Gogga was a world alive – was Christmas beetle
joy before December’s storms
until their bronze buzzing turned
everywhere irritation but swatting impossible:
endearingly beautiful-stupid.

Gogga was shriek of fear for scorpion:
tiny menace on the washing stung mother
and darkness dropped for two long winter days.

Gogga was dung beetles and stinkbugs and grasshoppers:
summer’s fascination with their Puddleglum legs,
their leaps and the races they gave us.
Locusts, more gregarious
drilled into our heads their eating
destruction; driving home
a crunching screen-wiper horror dark cloud
eating and dying, eating and dying the world into plague.

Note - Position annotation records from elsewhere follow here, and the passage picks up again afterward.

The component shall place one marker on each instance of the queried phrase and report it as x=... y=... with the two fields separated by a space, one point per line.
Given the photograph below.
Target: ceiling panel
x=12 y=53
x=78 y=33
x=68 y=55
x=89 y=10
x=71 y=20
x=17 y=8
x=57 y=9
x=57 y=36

Gogga was not butterflies, though it should perhaps have been;
but moths slipped in and out of gogga-dom
their nightly fluttering inside bare knees
a Moro reflex leaving silver dust, smeared soon to simple dirt.

Gogga was Tshongololo,
shiny black, stately milli-red-footed progress
impeded by highly polished floor - tempting fascination.
A twig, run idly down his side
curled him insect hedgehog, or unleashed the
squirming, strange, writhing S-s of his legs-up rage;
till we learned, twigs arrested, how those shapes
would tickle our dreams to a laughing, breathless death.
Gogga was Mantis a rarer find: delicate in green or brown,
eyes huge moons on tiny upside down pyramid head.
But game: tiny fists lifted, when tormented,
four legs foursquare firm,
the torso-thorax lifted with all the elegance of Nureyev’s
grand jeté elevation; eyes unblinking, intense.

Mantis is a Kalahari god, her foolish longing to capture the moon,
pouncing on puddles, splintered her eye.
She prays now, they say, knowing her place and
when she comes to your house, gogga
is a tiny blessing. Gogga is the world alive.

*Gogga is a colloquial Afrikaans word for insects, used also as an endearment for small children.